この街での捜査をどうするか悩んでいると、別の部下が報せを持って駆けつけた。
「例の隊長が向かってるようです」
「思ったより早いな」
「上からの命令ですけど…本当にいいんですか?<獣の盗賊>のことは、ハリソンさんが一番わかってるのに」
「仕方ないさ、命令だからな」
つい愚痴をこぼす軍兵にハリソンは苦笑いする。報せは捜索隊の新しい隊長が間もなく合流するという内容だった。報せを最後まで読み、ハリソンは新しい紙とペンを借りて何やら書きはじめる。

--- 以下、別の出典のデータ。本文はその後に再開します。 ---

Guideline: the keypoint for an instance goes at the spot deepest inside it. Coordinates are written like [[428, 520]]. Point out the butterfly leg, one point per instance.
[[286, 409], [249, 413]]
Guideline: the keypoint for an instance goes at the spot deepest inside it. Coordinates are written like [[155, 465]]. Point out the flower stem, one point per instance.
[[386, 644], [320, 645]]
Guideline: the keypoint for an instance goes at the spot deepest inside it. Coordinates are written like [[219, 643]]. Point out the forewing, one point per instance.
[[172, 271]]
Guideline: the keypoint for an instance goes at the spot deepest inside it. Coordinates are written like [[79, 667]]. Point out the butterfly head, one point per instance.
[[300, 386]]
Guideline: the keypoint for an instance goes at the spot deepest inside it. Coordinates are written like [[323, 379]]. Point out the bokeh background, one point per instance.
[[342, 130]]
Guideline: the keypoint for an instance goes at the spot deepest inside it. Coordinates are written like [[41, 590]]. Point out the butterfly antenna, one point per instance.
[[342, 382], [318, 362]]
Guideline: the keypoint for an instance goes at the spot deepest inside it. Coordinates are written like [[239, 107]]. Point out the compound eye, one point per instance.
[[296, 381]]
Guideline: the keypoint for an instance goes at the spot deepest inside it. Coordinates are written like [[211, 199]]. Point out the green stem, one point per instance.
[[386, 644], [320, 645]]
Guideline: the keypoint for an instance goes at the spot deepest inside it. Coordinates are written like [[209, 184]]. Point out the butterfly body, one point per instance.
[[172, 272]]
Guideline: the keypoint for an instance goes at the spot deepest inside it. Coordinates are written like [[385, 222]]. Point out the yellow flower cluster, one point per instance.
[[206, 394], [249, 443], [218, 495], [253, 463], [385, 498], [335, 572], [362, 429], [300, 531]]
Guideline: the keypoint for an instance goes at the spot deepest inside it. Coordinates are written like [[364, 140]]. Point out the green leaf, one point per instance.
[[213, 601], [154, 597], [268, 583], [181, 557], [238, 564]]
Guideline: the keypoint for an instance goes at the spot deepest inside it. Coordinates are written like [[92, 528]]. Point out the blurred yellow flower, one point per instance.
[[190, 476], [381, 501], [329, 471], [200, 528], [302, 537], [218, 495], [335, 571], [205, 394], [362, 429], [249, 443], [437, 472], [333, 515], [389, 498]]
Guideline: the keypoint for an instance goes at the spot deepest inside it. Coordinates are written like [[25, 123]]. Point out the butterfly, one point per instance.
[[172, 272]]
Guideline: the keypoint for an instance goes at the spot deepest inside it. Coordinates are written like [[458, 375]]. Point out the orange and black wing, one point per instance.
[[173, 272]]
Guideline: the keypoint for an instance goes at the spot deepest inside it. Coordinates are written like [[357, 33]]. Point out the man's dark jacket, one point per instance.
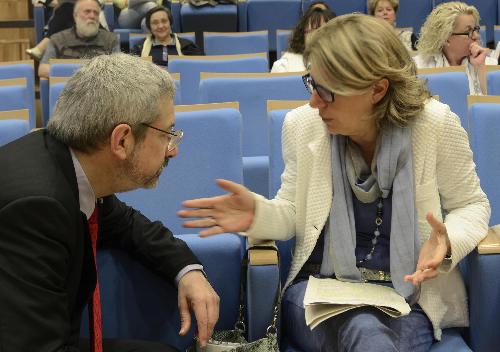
[[47, 273]]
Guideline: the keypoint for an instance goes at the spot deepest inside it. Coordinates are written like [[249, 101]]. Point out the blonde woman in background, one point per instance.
[[386, 10], [370, 163], [450, 37]]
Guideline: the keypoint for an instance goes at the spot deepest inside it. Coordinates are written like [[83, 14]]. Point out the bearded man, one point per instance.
[[112, 130], [83, 41]]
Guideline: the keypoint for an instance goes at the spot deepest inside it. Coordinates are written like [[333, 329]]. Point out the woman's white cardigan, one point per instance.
[[445, 180]]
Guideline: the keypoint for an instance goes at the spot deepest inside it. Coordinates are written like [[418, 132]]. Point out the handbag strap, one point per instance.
[[240, 325]]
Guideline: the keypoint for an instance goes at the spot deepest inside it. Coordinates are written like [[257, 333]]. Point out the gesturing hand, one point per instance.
[[432, 253], [232, 212]]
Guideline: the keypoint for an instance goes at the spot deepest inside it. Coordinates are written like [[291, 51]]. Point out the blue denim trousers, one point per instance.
[[361, 329]]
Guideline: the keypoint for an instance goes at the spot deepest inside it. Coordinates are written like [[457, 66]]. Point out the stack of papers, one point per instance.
[[325, 298]]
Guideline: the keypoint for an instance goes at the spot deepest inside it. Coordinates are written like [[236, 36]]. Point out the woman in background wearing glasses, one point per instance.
[[450, 37], [369, 164]]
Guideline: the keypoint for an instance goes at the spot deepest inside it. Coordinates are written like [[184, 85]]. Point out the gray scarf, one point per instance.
[[394, 169]]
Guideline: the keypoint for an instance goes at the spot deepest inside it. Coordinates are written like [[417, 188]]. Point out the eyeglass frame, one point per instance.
[[311, 85], [470, 32], [175, 138]]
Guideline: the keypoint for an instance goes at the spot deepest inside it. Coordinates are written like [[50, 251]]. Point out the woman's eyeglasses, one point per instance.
[[323, 93]]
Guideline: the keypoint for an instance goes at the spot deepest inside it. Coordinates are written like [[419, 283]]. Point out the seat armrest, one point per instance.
[[262, 283], [484, 288], [39, 19]]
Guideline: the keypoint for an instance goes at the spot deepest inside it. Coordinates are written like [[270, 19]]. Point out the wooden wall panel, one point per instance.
[[13, 10]]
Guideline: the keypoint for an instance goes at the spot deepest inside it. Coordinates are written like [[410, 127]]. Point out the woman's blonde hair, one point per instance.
[[355, 51], [439, 26], [372, 5]]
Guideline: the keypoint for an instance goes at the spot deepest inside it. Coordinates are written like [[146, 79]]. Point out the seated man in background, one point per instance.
[[112, 131], [83, 41]]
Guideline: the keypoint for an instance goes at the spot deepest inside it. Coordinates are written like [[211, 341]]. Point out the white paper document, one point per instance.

「うちの統括のことだから、また貴族上がりじゃないか?」
「北から異動してきたんだと。逆にとんでもなく血生臭い奴だったりして」
「北はお堅い上に内乱ばっかだしなぁ、嫌になったんだろ?」
「お前らうるさいぞ。会ったこともないのに、好き勝手言うんじゃない」
まだ見ぬ隊長を妄想しお喋りする部下達に、ハリソンは呆れつつも叱り紙を渡す。
「新しい隊長はミチェルブルクにいるらしい。そっちで合流だ」
報せの紙を伝書鳩に託し、捜索隊はミチェルブルクへ向かった。